Wohnbau gestalten

Die überhitzte Baubranche diktiert Preis und Konditionen

Wer sich in einer Landesregierung für die Wohnbauagenden entscheidet, sollte ein Faible für politische Baustellen haben. Zumal die Herausforderungen durch die Coronakrise nicht gerade kleiner geworden sind. Der Zusammenbruch globaler Lieferketten während der Pandemie hat für massive Lieferverzögerungen und einen Anstieg der Baukosten gesorgt. Gestiegene Bau- und Grundkosten setzen den gemeinnützigen Wohnbau massiv unter Druck. Die Gemeinde-Milliarde und die Investitionsprämie der Bundesregierung haben die Situation weiter verschärft. Baufirmen wählen lieber lukrativere Ausschreibungen nach dem Bundesvergabegesetz, statt sich um kleinere, regionale Aufträge der gemeinnützigen Bauträger zu bemühen.

Bodenversiegelung und Klimaschutz

Bei all diesen Herausforderungen steht das übergeordnete Ziel im Vordergrund, zum einen leistbaren, lebenswerten Wohnraum zu schaffen und gleichzeitig die Zersiedelung und den Bodenfraß zu stoppen. Der Mehrwert einer Wohnung gegenüber einem Hausbau steht für mich klar im Vordergrund.
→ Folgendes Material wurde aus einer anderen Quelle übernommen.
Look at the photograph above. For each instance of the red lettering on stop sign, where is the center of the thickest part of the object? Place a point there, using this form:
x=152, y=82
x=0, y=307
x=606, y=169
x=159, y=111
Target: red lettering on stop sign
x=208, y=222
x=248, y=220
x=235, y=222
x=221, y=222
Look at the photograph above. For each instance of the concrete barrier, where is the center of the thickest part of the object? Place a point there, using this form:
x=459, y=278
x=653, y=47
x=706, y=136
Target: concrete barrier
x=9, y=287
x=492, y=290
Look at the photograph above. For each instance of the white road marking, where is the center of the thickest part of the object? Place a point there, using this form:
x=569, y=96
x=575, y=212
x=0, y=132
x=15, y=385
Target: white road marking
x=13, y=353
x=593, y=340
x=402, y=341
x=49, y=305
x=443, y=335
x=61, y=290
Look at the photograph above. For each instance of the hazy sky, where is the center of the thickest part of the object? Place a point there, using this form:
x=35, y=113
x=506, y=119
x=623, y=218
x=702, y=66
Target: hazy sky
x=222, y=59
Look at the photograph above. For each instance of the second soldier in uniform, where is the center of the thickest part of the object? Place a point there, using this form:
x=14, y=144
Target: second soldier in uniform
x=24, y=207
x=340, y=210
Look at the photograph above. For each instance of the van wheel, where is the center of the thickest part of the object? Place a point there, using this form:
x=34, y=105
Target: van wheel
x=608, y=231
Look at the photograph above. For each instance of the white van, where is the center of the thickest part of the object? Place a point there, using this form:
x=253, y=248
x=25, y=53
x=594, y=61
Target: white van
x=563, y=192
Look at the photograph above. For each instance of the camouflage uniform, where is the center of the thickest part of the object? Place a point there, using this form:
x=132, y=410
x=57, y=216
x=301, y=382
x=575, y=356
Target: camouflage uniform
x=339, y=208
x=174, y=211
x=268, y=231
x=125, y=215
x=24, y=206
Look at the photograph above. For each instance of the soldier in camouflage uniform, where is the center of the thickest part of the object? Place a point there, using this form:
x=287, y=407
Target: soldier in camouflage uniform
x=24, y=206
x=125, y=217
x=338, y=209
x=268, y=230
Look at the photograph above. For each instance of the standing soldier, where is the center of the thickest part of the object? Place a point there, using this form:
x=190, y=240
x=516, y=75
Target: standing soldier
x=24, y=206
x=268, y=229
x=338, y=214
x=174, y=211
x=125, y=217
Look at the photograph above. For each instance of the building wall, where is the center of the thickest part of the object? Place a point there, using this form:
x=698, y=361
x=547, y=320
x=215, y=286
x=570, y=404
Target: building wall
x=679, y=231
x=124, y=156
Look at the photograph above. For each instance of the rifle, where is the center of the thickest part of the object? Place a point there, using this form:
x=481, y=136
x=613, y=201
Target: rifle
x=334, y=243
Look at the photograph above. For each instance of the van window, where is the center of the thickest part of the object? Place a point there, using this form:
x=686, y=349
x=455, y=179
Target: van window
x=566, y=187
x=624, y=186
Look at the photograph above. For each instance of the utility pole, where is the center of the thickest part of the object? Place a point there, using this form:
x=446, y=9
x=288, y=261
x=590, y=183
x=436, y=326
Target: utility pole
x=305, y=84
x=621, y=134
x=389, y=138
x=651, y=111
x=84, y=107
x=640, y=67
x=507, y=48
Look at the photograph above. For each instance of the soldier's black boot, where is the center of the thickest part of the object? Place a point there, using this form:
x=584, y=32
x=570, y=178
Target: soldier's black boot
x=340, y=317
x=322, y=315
Wir müssen einen deutlich geringeren Flächenverbrauch, eine höhere Verbauungsdichte und den Öffi-Ausbau forcieren!

Die Folgen der Zersiedelung sind fürs Klima, die Umwelt und das Budget der Gemeinden fatal. Wir brauchen hier dringend eine Trendumkehr, doch dieses Denken ist in vielen Gemeinden noch nicht angekommen.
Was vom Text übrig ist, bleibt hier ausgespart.